Buy this book from the TrainingZONE - Blackwells bookshop.

Training for Financial Awareness has been designed to give non-financial managers the knowledge and skills they will require to use financial systems effectively. The training activities follow the progress of a management team at a fictitious kitchen manufacturing company. The team are carrying out a review following the bank’s concern at their increasing overdraft. The training is divided into eight sections:
- What’s this business all about? Using a SWOT analysis
- Finding out where the money’s gone
- So you’ve made a profit? What else does the P&L account tell you?
- Have you been increasing your worth? What the balance sheet tells you
- What’s happened to the flow of money? Using ratios to find out
- Ratios can save money and make you more profit
- Are your costs behaving themselves?
- How the figures can help you make better marketing decisions.

I found this case-study a useful way of understanding the different aspects of finance. By using a manufacturing company that makes a product everyone knows (fitted kitchen units) the user can consider the different marketing methods that are employed: direct sales, third party through other showrooms and new build to builders of new houses. It is also easy to understand the concepts of work in progress, raw materials, unsold stock etc.

The training carefully explains why various bits for information are required and how they will be of use to the management team. This includes the dreaded ratios that seem to cause confusion to most when first encountered. It would however, have been useful if there were some worked examples of the different ratios and perhaps a crib-sheet as a handout for the sessions.

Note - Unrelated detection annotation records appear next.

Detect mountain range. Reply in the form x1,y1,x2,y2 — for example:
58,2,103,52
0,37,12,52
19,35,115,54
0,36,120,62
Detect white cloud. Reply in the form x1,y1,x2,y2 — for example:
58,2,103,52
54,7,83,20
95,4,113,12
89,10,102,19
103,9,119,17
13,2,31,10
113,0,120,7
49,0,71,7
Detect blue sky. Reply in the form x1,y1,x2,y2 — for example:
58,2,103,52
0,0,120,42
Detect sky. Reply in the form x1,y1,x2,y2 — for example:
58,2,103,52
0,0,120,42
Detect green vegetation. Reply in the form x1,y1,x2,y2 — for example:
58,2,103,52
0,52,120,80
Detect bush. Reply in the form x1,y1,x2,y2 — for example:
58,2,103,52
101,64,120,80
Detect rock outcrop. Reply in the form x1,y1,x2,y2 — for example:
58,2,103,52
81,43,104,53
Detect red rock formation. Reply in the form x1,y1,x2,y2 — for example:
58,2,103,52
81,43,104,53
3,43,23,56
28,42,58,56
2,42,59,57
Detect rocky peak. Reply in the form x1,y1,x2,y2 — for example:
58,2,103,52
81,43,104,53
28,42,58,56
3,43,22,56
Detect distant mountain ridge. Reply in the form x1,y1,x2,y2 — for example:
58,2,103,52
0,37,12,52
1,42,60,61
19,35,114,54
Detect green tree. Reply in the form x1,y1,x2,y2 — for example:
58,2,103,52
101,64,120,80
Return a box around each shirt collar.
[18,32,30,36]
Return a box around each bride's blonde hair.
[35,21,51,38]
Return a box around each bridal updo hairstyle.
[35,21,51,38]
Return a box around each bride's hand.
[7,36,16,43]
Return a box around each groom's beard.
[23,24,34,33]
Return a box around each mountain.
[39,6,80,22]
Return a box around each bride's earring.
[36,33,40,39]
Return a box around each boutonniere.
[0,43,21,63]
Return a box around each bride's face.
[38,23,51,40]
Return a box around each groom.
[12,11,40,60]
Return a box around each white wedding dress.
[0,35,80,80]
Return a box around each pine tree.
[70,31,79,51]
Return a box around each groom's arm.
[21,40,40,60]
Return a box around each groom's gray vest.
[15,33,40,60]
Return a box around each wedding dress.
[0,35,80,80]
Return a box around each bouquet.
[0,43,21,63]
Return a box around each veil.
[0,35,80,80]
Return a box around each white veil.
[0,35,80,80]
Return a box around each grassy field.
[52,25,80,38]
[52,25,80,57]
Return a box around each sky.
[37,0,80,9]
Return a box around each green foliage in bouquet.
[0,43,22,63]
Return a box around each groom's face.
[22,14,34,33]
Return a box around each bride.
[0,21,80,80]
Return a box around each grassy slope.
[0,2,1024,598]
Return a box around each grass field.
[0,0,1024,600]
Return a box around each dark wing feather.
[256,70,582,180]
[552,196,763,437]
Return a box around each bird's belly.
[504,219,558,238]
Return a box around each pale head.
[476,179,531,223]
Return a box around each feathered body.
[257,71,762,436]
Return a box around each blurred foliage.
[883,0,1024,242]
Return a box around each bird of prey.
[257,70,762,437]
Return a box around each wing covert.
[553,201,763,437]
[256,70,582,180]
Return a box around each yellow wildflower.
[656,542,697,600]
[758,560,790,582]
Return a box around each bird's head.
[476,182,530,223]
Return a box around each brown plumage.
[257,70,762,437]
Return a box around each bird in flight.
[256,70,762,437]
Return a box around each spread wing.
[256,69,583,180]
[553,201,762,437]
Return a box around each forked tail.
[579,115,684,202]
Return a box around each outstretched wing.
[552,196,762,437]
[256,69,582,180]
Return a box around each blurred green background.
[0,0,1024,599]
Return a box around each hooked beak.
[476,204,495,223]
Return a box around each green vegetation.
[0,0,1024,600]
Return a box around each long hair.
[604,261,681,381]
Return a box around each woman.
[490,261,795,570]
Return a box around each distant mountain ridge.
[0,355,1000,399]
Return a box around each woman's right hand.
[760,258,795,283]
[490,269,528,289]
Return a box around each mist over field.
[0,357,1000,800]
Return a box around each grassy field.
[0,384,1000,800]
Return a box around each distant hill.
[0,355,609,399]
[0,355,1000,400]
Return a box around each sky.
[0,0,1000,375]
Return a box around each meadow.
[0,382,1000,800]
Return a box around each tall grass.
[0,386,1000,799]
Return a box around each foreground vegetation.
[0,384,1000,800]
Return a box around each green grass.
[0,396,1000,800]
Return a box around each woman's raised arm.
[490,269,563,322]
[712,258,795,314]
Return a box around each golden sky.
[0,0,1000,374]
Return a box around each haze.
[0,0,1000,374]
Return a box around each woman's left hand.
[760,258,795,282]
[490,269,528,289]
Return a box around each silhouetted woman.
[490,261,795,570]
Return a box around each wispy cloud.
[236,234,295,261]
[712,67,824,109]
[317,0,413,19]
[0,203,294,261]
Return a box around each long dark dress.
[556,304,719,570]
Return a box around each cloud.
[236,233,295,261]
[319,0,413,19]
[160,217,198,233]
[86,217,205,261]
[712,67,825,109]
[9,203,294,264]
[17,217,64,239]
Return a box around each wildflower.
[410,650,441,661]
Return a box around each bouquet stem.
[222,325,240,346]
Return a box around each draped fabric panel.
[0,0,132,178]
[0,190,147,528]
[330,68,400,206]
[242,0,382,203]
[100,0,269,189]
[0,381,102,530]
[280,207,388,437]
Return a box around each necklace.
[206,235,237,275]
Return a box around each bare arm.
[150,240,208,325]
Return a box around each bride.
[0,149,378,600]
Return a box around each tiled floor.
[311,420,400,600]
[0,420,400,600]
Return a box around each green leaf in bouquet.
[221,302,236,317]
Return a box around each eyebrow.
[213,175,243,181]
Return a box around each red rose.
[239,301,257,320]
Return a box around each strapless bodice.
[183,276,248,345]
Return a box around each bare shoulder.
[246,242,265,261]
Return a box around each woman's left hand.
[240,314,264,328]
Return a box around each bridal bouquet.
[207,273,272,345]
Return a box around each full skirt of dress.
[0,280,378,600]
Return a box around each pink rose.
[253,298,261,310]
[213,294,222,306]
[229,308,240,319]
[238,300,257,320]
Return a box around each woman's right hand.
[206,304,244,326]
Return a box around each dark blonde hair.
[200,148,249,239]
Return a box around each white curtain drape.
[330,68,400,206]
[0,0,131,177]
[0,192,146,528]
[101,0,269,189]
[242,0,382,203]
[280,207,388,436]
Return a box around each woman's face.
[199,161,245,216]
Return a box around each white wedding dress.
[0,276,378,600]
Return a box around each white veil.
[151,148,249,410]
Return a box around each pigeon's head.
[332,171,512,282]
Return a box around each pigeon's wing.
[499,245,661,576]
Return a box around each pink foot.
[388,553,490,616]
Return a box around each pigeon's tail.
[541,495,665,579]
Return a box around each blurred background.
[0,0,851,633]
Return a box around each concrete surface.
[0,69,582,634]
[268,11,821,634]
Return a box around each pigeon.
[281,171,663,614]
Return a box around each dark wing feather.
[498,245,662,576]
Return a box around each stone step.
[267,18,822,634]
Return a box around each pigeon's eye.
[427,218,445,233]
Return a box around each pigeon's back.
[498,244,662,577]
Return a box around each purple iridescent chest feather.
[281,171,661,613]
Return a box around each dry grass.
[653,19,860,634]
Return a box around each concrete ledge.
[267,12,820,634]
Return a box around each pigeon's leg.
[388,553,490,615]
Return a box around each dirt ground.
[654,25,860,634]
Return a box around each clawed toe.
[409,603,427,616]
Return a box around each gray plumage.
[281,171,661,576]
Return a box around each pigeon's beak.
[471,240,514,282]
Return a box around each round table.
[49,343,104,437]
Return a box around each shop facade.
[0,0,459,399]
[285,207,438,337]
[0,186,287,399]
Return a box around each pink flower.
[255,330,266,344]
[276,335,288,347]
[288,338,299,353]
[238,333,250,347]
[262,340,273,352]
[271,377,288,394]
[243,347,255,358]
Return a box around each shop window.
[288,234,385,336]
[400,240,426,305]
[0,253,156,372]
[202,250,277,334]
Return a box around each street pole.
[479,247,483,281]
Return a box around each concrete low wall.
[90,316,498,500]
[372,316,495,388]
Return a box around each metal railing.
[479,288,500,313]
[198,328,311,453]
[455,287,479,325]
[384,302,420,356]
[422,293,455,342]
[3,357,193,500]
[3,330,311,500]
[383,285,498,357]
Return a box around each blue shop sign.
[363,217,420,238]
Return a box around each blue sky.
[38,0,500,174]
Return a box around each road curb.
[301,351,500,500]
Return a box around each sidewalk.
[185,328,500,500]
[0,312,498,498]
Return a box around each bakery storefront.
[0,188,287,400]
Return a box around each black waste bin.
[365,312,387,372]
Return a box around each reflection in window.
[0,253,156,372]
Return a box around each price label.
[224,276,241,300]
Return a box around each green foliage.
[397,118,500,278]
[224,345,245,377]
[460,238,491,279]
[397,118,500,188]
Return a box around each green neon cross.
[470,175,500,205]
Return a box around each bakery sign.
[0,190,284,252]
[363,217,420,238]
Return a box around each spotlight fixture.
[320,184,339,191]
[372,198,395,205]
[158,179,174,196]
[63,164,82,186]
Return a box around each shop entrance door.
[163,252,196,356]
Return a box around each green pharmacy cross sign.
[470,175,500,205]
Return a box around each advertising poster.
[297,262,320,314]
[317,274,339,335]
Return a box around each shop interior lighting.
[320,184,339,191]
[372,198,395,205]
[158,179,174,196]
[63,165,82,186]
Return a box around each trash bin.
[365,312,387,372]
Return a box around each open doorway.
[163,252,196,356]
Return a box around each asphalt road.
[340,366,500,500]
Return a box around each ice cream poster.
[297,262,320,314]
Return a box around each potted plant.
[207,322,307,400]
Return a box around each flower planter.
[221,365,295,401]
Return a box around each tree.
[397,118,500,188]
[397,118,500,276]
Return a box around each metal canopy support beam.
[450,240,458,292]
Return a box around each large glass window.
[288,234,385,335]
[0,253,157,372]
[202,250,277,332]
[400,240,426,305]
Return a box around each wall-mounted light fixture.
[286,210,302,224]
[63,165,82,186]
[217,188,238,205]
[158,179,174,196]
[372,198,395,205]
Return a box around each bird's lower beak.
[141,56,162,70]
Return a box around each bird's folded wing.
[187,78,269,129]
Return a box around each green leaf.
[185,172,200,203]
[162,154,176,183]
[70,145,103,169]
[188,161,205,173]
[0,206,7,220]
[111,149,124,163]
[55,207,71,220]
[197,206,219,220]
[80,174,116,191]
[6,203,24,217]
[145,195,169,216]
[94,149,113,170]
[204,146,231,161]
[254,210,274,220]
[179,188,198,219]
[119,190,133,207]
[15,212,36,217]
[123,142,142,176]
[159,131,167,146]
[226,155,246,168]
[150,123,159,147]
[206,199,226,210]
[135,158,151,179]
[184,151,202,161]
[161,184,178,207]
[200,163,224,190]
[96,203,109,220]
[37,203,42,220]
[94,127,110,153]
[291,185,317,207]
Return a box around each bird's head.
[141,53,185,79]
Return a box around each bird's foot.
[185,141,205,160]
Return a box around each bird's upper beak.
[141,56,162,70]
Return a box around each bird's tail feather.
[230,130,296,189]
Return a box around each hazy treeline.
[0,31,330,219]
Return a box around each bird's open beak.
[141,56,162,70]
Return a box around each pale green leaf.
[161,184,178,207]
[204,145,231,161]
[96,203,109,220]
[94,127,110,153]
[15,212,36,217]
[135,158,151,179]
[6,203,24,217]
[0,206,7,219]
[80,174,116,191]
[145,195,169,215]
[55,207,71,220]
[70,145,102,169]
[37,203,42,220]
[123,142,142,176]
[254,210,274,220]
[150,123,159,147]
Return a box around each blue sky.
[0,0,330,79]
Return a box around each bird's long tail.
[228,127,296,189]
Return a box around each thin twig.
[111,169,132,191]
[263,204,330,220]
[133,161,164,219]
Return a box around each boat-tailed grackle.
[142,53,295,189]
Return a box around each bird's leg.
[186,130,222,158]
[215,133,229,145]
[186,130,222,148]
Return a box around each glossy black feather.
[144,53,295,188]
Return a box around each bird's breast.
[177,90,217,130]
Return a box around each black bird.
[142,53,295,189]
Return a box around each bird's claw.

The pack is designed like other Gower materials; there are trainer notes and sections that can be photocopied for participants. My only reservation is that this is finance training in its most traditional form. If ever there a subject was crying out for a more creative approach, finance would be it. However, I found this pack useful and it contained many ideas that could be used by trainers for financial awareness, whether or not they feel financially competent.